Variações intemporais sobre o conde e a festa grande
Estava o senhor conde D.
Afonso posto em sossego, na sua larga e bem talhada cama em pedra de Ançã,
quando o sol já subia pelo céu azul debruado por nuvens brancas. Fresca corria
a água na fonte, entre arcos de ogiva perfeita, enchendo os tanques onde os
animais vinham dessedentar-se para o tiro e para o trabalho. Silenciosa e vazia
estava a colegiada àquela hora em que o sacristão revia os paramentos e
actualizava o cochilo. Deserta ainda a taberna no adro, onde o taberneiro
repousava a testa sobre o tampo das mesas e sonhava com a venda da ginjinha e o
tinido das moedas na gaveta.
O toque das ferraduras na calçada, atravessando as portas da vila, veio interromper a melodia da água fresca e o sono breve do sacristão. Garboso, vestindo Prada, montando a sua elegante égua russa, estava o sempre fiel e dedicado Martim Anes Bucifal, em traje de cerimónia e calçando luzidias botas altas de montar.

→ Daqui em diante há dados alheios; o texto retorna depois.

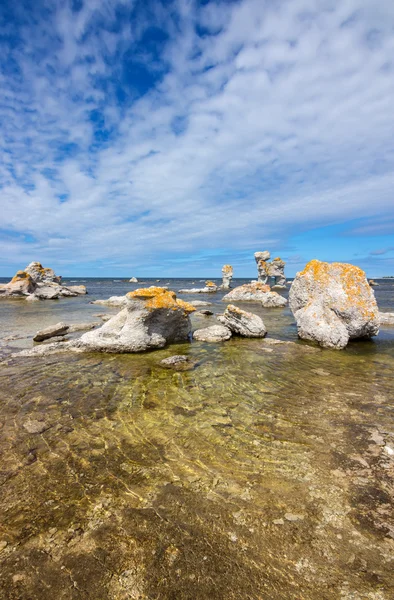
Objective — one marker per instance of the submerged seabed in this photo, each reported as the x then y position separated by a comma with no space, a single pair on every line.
264,473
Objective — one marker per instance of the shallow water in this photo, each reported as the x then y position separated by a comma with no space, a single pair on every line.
266,472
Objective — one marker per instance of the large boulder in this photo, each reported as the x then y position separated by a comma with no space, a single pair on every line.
21,284
227,275
333,303
242,322
152,318
39,274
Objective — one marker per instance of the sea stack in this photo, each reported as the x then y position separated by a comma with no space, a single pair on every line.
227,275
333,303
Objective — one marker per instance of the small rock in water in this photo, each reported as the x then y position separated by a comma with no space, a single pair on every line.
34,426
178,362
51,331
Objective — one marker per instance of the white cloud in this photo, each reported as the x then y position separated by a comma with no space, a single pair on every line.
285,120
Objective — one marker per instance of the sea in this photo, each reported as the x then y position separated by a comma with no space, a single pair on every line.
266,472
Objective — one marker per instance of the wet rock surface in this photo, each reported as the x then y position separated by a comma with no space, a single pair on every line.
333,303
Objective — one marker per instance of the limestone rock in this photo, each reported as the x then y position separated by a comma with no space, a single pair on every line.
152,318
209,288
248,291
112,301
333,303
242,322
273,300
39,274
215,333
386,318
21,284
51,331
227,275
261,259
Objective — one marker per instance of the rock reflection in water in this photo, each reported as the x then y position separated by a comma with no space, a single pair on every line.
258,475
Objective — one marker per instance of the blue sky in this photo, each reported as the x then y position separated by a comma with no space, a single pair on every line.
168,137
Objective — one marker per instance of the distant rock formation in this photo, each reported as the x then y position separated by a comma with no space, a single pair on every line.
209,288
227,275
267,270
38,283
242,322
257,292
333,303
152,318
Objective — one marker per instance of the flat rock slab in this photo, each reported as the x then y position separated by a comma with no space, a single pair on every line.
51,331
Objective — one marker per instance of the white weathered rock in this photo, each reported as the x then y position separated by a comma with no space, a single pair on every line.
242,322
112,301
215,333
333,303
209,288
51,331
227,275
273,300
152,318
256,292
386,318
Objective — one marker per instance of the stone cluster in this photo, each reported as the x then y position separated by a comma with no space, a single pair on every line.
270,270
36,282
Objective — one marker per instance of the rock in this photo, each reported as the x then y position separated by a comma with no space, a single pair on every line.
152,318
333,303
178,362
200,303
227,275
261,259
51,331
112,301
80,290
39,283
34,426
209,288
273,300
21,284
39,274
83,326
243,323
215,333
386,318
252,292
276,269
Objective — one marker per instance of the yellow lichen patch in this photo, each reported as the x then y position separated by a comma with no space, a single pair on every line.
352,279
151,292
20,275
157,297
227,269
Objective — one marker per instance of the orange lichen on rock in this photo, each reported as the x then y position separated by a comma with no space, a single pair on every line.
227,269
157,297
19,275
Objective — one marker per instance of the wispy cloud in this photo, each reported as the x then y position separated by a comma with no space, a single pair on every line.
137,132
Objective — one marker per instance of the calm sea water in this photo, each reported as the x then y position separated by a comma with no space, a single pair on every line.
264,473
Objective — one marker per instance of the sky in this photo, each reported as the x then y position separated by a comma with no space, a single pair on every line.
169,137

Com um gesto breve e único do freio fez estancar a montada e pediu para ser anunciado ao senhor conde, mesmo que isso lhe prejudicasse os afazeres e a meditação, porque era solene a sua visita e o seu intento.
Não tardou o senhor conde em
receber o seu dedicado amigo, vindo do fértil vale do Olival, onde pontificava
um laborioso povo dedicado ao trabalho e temente a Deus Nosso Senhor. Foi caloroso
o abraço que trocaram e muito próximas as palavras com que se saudaram. E o
senhor conde convidou a que se sentassem, pedindo ao ordenança, vestido como se
fosse um guarda suíço, que lhes trouxesse água fresca e uma ginjinha, além do tira-gosto
para a jornada. Solícito o ordenança abalou a cumprir ordens e, de mesmo, abriu
de par em par as janelas ogivais que davam para o castelo e para o vale onde
pelos campos ia crescendo o milho, viçoso e de espiga prometedora.
E da sua missão disse Martim
Anes Bucifal que ali estava em representação do Olival e de toda a sua leal e
fiel população para humildemente solicitar ao mui nobre conde de Ourém que se
fizesse presente na próxima Festa Grande, cujos preparativos prosseguiam com
afinco, na esperança de ver satisfeita a sua pretensão. Estavam adiantados a
decoração do adro, o palanque para a filarmónica, os andores para a procissão e
a barraca para a quermesse, recheada de úteis e variados prémios vindos da república
popular da China. Os bolinhos seriam os tradicionais para carregar fogaças e
andores e a gastronomia incluiria a sopa de verde e o carneiro guisado com
batatas.
O traje? Naturalmente de passeio, que a festa é popular, sem necessidade de marcas ou de costureiros de Paris. E, mais ou menos, é que já assim foi no domingo passado. Salvo seja!